Je ne peux pas participer, parce que je risquerais de perdre une partie de mon salaire et d'avoir une mauvaise réputation (je ne travaille que depuis 3 mois). Par contre je suis pour une mobilisation massive. Si je ne peux pas y aller, au moins qu'il y ait le plus de gens possible.
"Une simple grippe pourra devenir un motif de licenciement !", par Matthieu Huet
Je prépare le concours pour devenir professeur de français en Espagne. C'est compliqué. Il y a peu de postes, un concours tous les deux ans et un barème favorisant les remplaçants. La situation est encore plus désastreuse dans le privé : smic à 600 euros par mois, semaines de 40 heures, travail au noir omniprésent. Ma compagne, fonctionnaire, s'est fait retirer presque 3 000 euros de salaire annuel, mais elle ne fait même pas grève, même si elle n'approuve en rien ces mesures. Moi, sans travail, sans aide au logement, j'irai dans la manifestation en espérant que les socialo-libéraux arrêtent un peu le désastre. Leurs mesures d'austérité n'ont rien changé et ils démantèlent encore plus le droit des travailleurs. Par exemple, ils sont en train de faciliter le licenciement : une simple grippe pourra devenir un motif valable ! La solidarité ne doit pas seulement être supportée par les fonctionnaire et les bas salaires !
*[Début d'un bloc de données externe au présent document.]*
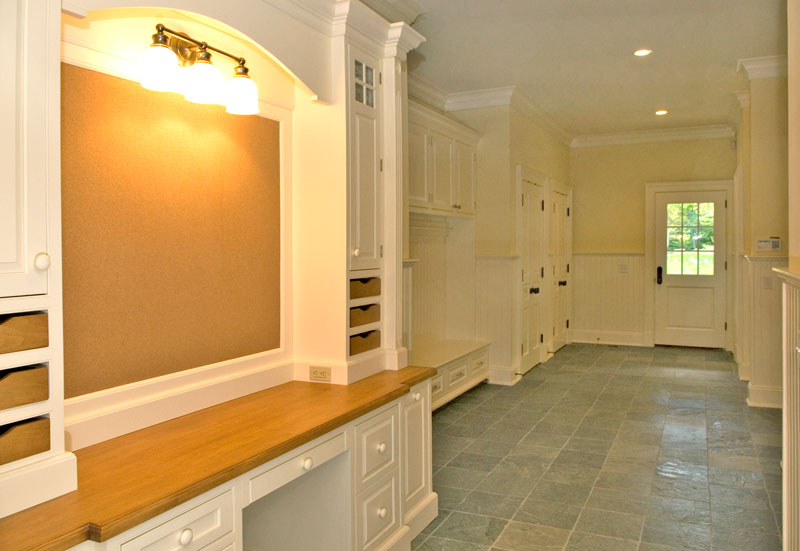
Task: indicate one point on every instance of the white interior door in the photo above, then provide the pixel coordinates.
(690, 297)
(560, 258)
(532, 330)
"La précarité est devenue la norme", par Thierry
Je me joindrai à la grève générale par solidarité avec la personne avec qui je vis. En Espagne, les barrières à l'emploi sont nombreuses. Quand on a déjà la chance d'en trouver un précaire (contrats d'un mois, travail temporaire, etc.) payé moins de 1 000 euros, on saute dessus. Si le président n'est pas bling-bling ici (c'est déjà quelque chose), la précarité est devenue la norme. Il est temps ici aussi de montrer que le peuple vote pour qu'on le représente, pas pour qu'on l'utilise.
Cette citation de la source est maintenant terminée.